Labour TD Alan Kelly has tabled a series of Dáil questions asking about the circumstances surrounding Sgt McCabe’s evidence to the O’Higgins Commission of Investigation, which examined claims of Garda corruption.
Some of the issues covered by the O’Higgins Commission are now being investigated by the Charleton Tribunal, which is examining if a smear campaign was operated against Sgt McCabe on the direction of senior Garda management.
There was controversy last year over the instructions Ms O’Sullivan gave her legal team at the commission of investigation, with leaked transcripts saying her lawyers were instructed to challenge Sgt McCabe’s “motivation and credibility”.
In a series of parliamentary questions, Mr Kelly has asked if there was consultation and contact between Ms O’Sullivan and the Department of Justice around the time of Sgt McCabe’s appearance at the O’Higgins Commission.
Mr Flanagan has said his department “would have had no role in determining the approach to be taken by the Garda Commissioner to the Commission in question”.
“Accordingly, there was no question of the department seeking to interfere in any way with, or to have any say in determining, that approach by the Garda Commissioner,” he added.

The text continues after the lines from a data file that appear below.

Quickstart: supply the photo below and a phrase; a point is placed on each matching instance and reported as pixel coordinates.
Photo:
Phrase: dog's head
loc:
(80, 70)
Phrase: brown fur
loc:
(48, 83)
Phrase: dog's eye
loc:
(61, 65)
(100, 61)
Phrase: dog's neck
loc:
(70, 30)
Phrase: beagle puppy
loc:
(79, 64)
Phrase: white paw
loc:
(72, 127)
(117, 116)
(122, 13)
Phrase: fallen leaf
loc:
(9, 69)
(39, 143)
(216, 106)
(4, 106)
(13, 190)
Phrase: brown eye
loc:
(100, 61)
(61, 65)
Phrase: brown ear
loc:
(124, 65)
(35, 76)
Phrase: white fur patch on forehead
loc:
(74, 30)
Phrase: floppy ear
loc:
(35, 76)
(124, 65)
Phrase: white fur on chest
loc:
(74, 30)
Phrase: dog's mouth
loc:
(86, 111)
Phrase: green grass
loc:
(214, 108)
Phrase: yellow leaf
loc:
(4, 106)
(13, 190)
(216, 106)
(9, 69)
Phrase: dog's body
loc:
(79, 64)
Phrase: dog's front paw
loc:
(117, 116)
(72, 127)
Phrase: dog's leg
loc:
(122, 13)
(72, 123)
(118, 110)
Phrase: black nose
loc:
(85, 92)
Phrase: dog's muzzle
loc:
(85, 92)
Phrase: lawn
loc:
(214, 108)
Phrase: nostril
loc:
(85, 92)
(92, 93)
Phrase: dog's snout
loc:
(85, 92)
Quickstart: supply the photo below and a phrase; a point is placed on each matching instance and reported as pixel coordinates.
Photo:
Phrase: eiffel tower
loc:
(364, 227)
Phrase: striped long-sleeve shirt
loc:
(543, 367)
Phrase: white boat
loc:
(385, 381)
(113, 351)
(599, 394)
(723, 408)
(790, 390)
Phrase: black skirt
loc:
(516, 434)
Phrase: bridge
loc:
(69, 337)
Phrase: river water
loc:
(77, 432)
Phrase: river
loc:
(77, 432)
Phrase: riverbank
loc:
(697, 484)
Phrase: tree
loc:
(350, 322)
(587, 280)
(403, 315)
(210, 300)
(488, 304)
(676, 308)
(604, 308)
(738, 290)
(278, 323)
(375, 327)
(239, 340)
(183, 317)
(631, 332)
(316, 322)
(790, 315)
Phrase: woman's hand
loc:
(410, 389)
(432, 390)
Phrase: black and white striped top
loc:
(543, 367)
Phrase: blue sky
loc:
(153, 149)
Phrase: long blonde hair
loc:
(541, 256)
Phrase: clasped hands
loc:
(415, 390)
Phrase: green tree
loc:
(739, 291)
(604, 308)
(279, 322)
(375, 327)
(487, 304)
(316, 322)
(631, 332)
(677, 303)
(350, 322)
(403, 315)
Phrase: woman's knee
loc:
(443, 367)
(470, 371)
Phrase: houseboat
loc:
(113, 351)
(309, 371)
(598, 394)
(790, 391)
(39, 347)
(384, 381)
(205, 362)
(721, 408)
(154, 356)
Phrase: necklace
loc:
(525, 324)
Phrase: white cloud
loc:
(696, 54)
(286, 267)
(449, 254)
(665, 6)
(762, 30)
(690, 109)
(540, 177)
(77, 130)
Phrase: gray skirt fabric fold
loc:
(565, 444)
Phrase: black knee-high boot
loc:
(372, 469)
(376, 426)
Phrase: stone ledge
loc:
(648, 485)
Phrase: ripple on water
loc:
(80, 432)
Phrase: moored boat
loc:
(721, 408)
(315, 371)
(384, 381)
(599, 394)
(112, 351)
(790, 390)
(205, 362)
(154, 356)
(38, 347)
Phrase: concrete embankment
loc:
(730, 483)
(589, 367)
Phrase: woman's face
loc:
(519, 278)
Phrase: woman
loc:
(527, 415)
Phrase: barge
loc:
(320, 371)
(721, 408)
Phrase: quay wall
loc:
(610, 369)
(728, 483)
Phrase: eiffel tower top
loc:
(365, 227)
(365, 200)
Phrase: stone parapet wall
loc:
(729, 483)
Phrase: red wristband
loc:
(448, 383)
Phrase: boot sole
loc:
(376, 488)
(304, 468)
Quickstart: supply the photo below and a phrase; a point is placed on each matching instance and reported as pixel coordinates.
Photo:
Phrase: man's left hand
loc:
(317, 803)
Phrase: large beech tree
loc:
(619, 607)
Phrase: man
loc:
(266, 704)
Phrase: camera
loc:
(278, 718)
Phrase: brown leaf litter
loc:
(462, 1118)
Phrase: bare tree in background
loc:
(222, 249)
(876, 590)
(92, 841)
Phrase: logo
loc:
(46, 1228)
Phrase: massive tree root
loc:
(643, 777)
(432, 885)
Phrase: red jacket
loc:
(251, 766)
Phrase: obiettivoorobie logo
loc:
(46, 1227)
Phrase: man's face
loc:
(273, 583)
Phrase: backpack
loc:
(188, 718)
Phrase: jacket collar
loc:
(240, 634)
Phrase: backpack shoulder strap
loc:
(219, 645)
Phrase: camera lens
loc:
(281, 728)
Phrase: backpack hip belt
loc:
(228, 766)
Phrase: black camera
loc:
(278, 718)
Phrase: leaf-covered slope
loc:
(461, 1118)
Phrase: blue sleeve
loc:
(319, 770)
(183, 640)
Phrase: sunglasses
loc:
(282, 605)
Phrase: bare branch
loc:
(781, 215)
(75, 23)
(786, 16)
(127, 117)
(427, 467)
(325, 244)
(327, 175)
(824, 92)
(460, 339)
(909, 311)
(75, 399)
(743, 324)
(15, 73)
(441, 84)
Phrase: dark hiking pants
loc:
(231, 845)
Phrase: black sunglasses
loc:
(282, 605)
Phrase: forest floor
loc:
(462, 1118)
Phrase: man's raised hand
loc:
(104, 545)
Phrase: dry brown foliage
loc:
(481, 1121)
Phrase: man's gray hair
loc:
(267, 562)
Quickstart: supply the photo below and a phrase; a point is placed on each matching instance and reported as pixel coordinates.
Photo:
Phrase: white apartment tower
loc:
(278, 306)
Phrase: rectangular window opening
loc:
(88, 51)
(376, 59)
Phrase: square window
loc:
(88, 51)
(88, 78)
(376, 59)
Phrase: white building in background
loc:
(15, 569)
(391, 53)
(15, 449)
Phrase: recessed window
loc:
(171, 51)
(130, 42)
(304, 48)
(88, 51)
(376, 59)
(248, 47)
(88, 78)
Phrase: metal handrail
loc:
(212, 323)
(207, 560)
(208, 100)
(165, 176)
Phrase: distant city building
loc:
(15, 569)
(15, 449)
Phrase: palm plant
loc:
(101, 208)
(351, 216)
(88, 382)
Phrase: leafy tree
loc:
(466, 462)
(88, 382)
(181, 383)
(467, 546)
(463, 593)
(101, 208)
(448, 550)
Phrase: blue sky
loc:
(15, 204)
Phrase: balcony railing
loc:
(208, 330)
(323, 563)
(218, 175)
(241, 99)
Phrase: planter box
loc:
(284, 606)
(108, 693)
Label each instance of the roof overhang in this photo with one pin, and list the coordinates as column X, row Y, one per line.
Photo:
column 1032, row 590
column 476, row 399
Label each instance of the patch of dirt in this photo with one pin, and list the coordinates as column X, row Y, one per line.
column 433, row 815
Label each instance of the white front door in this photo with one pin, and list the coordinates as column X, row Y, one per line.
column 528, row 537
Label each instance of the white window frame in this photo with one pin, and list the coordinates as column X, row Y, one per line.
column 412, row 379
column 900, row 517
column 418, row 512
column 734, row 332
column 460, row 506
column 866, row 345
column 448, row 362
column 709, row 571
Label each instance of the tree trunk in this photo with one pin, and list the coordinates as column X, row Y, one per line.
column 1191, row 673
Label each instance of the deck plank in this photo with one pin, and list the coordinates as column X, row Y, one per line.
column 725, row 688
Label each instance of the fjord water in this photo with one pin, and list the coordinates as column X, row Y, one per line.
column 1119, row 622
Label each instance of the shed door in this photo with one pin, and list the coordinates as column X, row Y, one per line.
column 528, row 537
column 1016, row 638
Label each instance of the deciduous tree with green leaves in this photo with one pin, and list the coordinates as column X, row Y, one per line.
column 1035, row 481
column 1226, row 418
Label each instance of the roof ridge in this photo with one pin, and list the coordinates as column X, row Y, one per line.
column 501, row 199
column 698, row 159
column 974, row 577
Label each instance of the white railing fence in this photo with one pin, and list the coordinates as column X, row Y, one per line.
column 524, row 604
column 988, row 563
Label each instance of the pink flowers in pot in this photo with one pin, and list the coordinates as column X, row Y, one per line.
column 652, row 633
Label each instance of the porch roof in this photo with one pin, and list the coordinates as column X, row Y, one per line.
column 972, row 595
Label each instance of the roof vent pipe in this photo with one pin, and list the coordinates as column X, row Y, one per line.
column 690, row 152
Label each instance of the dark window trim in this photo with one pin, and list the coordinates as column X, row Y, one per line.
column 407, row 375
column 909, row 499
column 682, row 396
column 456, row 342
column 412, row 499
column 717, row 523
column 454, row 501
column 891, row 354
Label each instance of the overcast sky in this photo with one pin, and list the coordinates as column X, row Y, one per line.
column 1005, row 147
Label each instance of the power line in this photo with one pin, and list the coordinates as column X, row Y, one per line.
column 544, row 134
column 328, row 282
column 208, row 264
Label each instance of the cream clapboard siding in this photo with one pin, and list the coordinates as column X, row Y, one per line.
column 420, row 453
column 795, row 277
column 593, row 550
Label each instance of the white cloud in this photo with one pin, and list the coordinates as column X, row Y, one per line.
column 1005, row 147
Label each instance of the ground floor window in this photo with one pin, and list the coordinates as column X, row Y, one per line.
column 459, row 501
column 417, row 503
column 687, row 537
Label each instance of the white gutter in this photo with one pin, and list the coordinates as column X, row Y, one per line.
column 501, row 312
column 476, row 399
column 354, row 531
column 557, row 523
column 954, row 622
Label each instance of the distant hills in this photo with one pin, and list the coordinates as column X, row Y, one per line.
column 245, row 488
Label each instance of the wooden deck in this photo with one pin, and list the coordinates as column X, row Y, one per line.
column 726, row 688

“It would of course have been entirely inappropriate for anyone to have sought to interfere in any way with the work of the Commission of Investigation.”
Mr Kelly has claimed Mr Flanagan has not denied that meetings or conversations took place between Ms O’Sullivan and senior figures in the Department of Justice around that time.
The Tipperary TD has now asked what the “purpose” of a telephone call between Ms O’Sullivan and the secretary general of the Department of Justice Noel Waters.
He also asked when former minister for justice Frances Fitzgerald “was informed about the phone call and/or the details of the phone call between former Commissioner O’Sullivan and the Secretary General of the Department of Justice”.
Mr Kelly’s questions are due to be answered in the Dáil in the coming days.